All the Angels Come - Chapter 6
3.1
William Walks West
It's 98 degrees, and William’s face is cold. He rubs his hands together and places them on his face.
Today the tides are the highest this month. The moon turns full as it swings around the earth, opposite the sun, pulling a peaking tidal bulge with it. The extreme east winds push the swells higher capturing the beach debris with it. Plastic garbage cans surfacing occasionally in the breakers, logs, bottles and sea grasses, creating a scene that makes William uncomfortable. The lifeguard stands are surrounded by water. This morning there’s no shoreline to walk. The water funnels through the dunes down the sandy pathway to the parking lot. The sunrise tricking the eyes with orange reflections on the moving ground.
William’s highway is giving up on him. Frustrated and confused, he follows the ankle deep streams out into the parking lot. He looks at the sidewalk, measures his foot against it and decides it’s close enough to ankle high. So he steps up and begins to walk on the narrow cement path.
On this hot summer morning, deep underneath his coat, he finds his walkie-talkie. It’s still wet and caked with sand.
“Take the walk?” he asks, holding it to his ear.
William looks to the rising sun, then west. He is shivering when he should be shedding. His feet feel cold on the hot concrete. Things are feeling opposite these days. Willam thinks of the young surfer.
“Is her,” William declares holding the button down.
William is worried but he has signs. The winds blow strong out of the east. William knows the wind. The wind is not his friend, but he listens. The sea oats point west with each gust.
“Is west,” he says, surprising himself with the word.
“West!” excited to say it again, watching the leaning sea oats.
William turns a corner and sees a street sign. “Beach Blvd,” it says. He looks down at the sandy sidewalk and begins a slow squat. Every muscle in his long slender legs feeling the stretch. Looking at the surface thoughtfully, he scans the sidewalk, tenderly grazing it with his gentle fingers. There is electricity in this ground. From his walkie-talkie, a burst of static.
"Is West," he says.
He straightens, unwavering in the high winds. His orange shadow is long in the morning sun. Content in the narrow territory, he begins his ankle high trek across the city, checking the “Beach Blvd” street signs every few miles.
“Take the walk. Is serious," he says.
Reaching the intracoastal waterway bridge, he takes a momentary pause, breathes deeply to summon the courage. Making his way to the top in long strides, he looks out over the marshes, then the road ahead. Heat waves radiating from the asphalt distort the lane line. In the mirage, William sees a skyline, but Place St. Charles is a month’s walk away. The winds are picking up. He squints and scans, and the illusion is gone. A strong gust, out of the east, blows his cap off. He catches it before it touches the ground. It is at that moment he remembers Katrina.
One single day before landfall, WWL-TV has a Special Bulletin.
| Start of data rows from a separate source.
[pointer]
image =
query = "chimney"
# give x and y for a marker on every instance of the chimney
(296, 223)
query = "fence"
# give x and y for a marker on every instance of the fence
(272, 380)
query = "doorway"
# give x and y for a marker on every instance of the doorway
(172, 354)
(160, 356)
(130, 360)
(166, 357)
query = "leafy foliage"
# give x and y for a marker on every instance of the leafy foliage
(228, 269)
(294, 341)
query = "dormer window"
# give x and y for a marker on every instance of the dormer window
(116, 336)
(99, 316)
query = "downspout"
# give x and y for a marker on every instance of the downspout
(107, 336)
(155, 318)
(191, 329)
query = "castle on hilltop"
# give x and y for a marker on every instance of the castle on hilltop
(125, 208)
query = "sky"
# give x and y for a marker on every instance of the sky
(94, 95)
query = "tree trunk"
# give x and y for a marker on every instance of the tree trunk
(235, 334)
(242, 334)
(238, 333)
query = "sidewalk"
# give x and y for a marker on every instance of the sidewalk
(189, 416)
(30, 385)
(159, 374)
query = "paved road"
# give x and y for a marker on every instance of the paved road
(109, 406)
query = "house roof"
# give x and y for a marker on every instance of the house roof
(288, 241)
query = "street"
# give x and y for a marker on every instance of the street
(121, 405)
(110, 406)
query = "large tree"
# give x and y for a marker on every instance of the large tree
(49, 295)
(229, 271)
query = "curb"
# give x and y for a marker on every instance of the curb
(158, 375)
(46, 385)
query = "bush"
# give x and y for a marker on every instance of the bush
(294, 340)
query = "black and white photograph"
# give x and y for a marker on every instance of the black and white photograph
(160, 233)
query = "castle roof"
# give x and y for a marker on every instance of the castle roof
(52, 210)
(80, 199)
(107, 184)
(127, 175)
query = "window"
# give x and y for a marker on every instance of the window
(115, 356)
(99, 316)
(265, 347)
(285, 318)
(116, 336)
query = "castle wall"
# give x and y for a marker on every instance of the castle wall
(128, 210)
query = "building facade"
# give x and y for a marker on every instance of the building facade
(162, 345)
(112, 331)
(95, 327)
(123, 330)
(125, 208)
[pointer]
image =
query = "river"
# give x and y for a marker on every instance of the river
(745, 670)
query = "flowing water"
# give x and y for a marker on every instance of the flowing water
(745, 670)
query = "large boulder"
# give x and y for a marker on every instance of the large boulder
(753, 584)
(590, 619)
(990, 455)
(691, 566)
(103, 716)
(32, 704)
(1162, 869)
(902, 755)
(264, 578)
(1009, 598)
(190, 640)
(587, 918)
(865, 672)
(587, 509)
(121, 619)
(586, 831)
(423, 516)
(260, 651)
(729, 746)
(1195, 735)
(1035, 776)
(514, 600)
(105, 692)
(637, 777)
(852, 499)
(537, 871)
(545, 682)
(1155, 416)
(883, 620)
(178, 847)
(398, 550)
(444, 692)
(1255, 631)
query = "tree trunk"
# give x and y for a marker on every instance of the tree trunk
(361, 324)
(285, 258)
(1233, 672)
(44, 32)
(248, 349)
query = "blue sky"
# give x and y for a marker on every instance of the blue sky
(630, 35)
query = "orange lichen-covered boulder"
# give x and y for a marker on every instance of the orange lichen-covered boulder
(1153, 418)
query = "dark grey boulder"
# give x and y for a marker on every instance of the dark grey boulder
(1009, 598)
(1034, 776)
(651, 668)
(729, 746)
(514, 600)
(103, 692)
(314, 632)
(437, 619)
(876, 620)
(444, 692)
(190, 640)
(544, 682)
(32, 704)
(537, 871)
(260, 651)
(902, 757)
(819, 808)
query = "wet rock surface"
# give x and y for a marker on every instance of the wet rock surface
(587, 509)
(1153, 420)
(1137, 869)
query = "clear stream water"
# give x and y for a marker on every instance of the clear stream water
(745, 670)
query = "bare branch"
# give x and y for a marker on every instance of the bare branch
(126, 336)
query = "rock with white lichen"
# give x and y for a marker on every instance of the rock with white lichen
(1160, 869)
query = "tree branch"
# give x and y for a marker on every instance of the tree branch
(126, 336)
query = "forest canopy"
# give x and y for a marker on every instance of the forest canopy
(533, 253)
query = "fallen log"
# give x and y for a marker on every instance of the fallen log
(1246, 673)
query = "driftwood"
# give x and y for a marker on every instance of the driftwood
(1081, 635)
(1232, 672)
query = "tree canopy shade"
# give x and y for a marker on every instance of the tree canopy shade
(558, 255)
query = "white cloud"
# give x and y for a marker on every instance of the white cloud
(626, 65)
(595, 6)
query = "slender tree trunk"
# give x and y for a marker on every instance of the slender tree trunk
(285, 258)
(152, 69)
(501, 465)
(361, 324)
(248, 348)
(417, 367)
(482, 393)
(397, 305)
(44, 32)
“Neighborhoods are scrambling to evacuate while some are refusing to leave,” the anchor says, “This is a serious storm,” The anchor presses his earpiece. “The evacuation is now mandatory. It’s serious,” he announces.
William is pissed. A New Orleans walking-tour guide doesn’t need this shit. “Serious, yes,” he’s thinking. Raising Claira alone is hard as it is. He picks up his walkie-talkie and calls dispatch, but there is no one listening.
He looks for Claira who is at a weekend slumber party. A good father would have had the phone number and certainly the address, he’s thinking. William walks for days, searching, calling her name, seeking shelter where he can.
William reaches out to anyone listening in the white noise of his walkie-talkie. He is too late. Ahead is the Florida Avenue Bridge, its towers, blue, cutting the grey NOLA sky. This is not the walking-tour he imagined today. Soon William finds Claira face down, lifeless, in ankle deep water. Just ankle deep.
That is when William begins his longest ever walking tour. Following the persistent east wind that took Claira, he walks until he reaches the sea.
The memories come and go like the heat waves on Beach Boulevard. He pockets his cap. His long jatas, wrapped in a bundle atop his head, see the sun for the first time in weeks. He’s feeling his clearest in years and is certain about his walk.
“Downtown, 15 Miles", the sign says. In his clarity, William calculates five hours for this walking tour. William fills his lungs and presses the talk button.
“West,” he says.
Miles away, on the west side of town, Lieutenant Sharon Holmquist’s radio echoes the words.